# Friend got a .223 for deer, is it good?



## HERSHEY_VOLS_22 (Sep 5, 2006)

*Should he use a 223 for his first hunt?*​
yes725.00%no2175.00%


----------



## HERSHEY_VOLS_22 (Sep 5, 2006)

Well my friend got his FIRST deer rifle on his birthday. He is 11 years old. He got a breech action .223. I told him to atleast get a bolt or semi for deer. He says he can hit bullseye 5/10 times. But on a deer its different. Do you think he will get his first deer with a .223 or should he borrow a higher caliber?


----------



## huntin1 (Nov 14, 2003)

If he limits his shots to no more than 100 yards on standing deer, it will do the job. He really should be concentrating on his shooting skills. Not sure what he is doing, when you say he can hit the bullseye 5/10 times what does this mean? How far away is the target? What position is he using? Standing off hand, sitting, prone, with a bench? What size is the bullseye? This is what will matter. If he is shooting at 100 yards at a standard target he should be able to hit the bull more often. If the bull is the size of a 6" paper plate he should be hitting it every time even off hand.
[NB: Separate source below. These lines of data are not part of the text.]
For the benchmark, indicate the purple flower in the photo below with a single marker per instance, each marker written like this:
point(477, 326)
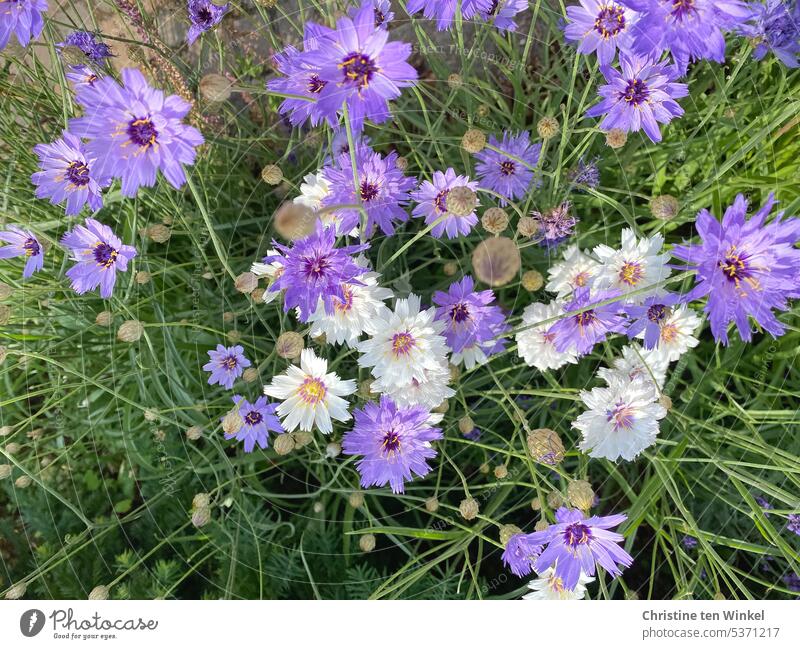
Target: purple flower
point(432, 204)
point(746, 268)
point(501, 13)
point(470, 317)
point(96, 51)
point(775, 28)
point(583, 330)
point(258, 419)
point(204, 15)
point(314, 269)
point(226, 365)
point(68, 173)
point(22, 18)
point(383, 190)
point(689, 29)
point(444, 11)
point(134, 131)
point(793, 523)
point(600, 26)
point(508, 171)
point(641, 96)
point(395, 443)
point(649, 316)
point(22, 243)
point(555, 225)
point(575, 543)
point(361, 68)
point(520, 554)
point(301, 77)
point(99, 253)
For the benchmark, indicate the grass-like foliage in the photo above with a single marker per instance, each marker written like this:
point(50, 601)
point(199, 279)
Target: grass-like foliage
point(115, 468)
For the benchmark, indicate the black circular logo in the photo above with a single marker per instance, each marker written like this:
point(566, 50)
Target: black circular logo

Check out this thread for more good information:

http://www.nodakoutdoors.com/forums/vie ... hp?t=27556

huntin1


----------



## HERSHEY_VOLS_22 (Sep 5, 2006)

Thanks alot, i will tell him. (even though he probaly wont listen) :eyeroll:


----------



## Invector (Jan 13, 2006)

Dont forget to use rounds for deer. I think a 65 grain deer round is made for the .223.


----------



## clampdaddy (Aug 9, 2006)

I've always wanted to try my 223 on a deer but I always chicken out and take something bigger. A buddy of mine had pretty good results on a 160# hog. He had some 53gr. X bullet loads that he kept with him while coyote hunting just in case the oppertunity to bust a pig presented itself. at a little over 150yds. he put one completely thru on a broadside shot, it ran a little ways and fell over. Not realy a hog gun but it did the job.


----------



## HERSHEY_VOLS_22 (Sep 5, 2006)

Thanks for the good advice. I will get him to use the forum, he doesn't believe me about he needs to be a better shot. We'll see come deer season.


----------



## OneShotOneKill (Feb 13, 2004)

*HERSHEY_VOLS_22

Your friend isn't skilled enough to hunt deer with that setup. He lacks education and I suggest you don't accompany him on his hunt, because I believe he will be unsafe and it's unfortunate that the deer will suffer for it. Where will he be hunting so I also can be safe? I would rather ride my couch then be in the same woods as him.

OneShotOneKill *


----------



## HERSHEY_VOLS_22 (Sep 5, 2006)

I completely agree with u. He has never been small game hunting, also he got his pellet gun taken away because he tried to shoot some one with it. I will show him. Making game suffer was one of the things they teach at the hutner safety course.


----------



## Spyider (Nov 11, 2005)

WTF? he is going to be hunting alone and he is 11?!?! Sounds like he cant shoot for crap and needs an adult to show him how to do it. He is going to end up killing someone some day.


----------



## Remington 7400 (Dec 14, 2005)

:withstupid:

Hes not able to safely handle a pellet gun and you are going to turn him loose with a centerfire rifle?!


----------



## davy (Sep 19, 2006)

I have read that a 30 caliper should be used on larger game because of they have the impact needed to put them down . 223 in my opinion is a good varmit rifle .


----------